Security needs are growing as technology advances.
With the growth of the internet, the need for security in the area of surveillance has increased. There are a number of emerging concerns, like cyber threats, that need to be addressed in order to remain efficient and secure. The assets that governments and companies need protected are no longer just physical objects. Keeping knowledge and information safe is more important than ever.
Security degree programs are on the rise.
Whether it's cyber, criminal justice, or information technology, the degree programs associated with security are on the rise. Colleges that offer degrees in this field know the impact of industry training. And these programs, upon completion of degree requirements, will help get the attention of employers.
The security industry requires particular skills.

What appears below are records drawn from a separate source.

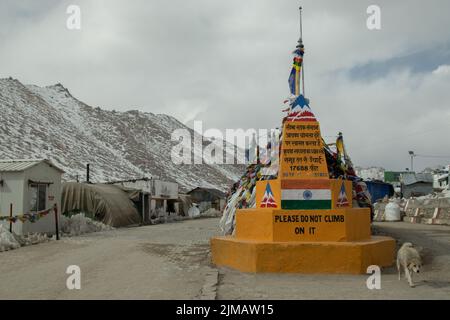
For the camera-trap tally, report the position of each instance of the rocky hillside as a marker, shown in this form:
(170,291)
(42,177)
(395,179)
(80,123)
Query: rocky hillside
(48,122)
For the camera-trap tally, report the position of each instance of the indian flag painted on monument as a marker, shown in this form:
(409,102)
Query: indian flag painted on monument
(305,194)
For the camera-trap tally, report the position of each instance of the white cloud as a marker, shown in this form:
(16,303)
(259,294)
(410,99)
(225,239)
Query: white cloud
(442,70)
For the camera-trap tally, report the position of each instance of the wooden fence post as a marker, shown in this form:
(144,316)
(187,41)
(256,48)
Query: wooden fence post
(55,208)
(10,216)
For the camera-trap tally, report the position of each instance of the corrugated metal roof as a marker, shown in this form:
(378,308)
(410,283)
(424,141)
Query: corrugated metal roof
(18,165)
(411,177)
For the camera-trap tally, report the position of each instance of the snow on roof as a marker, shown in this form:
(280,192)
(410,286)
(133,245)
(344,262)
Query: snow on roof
(411,178)
(17,165)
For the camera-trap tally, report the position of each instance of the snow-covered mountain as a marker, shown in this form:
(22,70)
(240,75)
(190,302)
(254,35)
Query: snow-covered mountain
(48,122)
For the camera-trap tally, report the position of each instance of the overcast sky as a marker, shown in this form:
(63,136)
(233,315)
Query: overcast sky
(227,63)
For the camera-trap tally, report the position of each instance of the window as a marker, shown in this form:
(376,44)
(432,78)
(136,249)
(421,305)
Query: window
(38,197)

Among security companies, decision-making, oral communication, critical thinking, maximizing others' performance, and persuasive influencing are the competencies that will be required for tomorrow's security professionals. The American Society for Industrial Security found that there are 22 areas that security industry professionals need in order to be successful, but the lack of cohesion across various industry sectors and standards at educational institutions will be the biggest challenge for private and public sector stakeholders.
There are a variety of jobs in the industry.
The American Society for Industrial Security did a study that reveals thatjobs in the security industry are extremely diverse. Companies across the world need security specialists to deal with computer and network security, liability insurance, access control, workplace violence, parking lot and garage security, terrorism, and violent crime. The group also found that "private detective/investigator is one of the fastest growing occupations, with anticipated growth of 21 percent projected through 2020," and several IT positions are anticipated to grow 22 percent through 2020. What's more, SecurityDegreeHub.com created a helpful list of the 30 most powerful security companies — these companies do security domestically and internationally, across all different areas.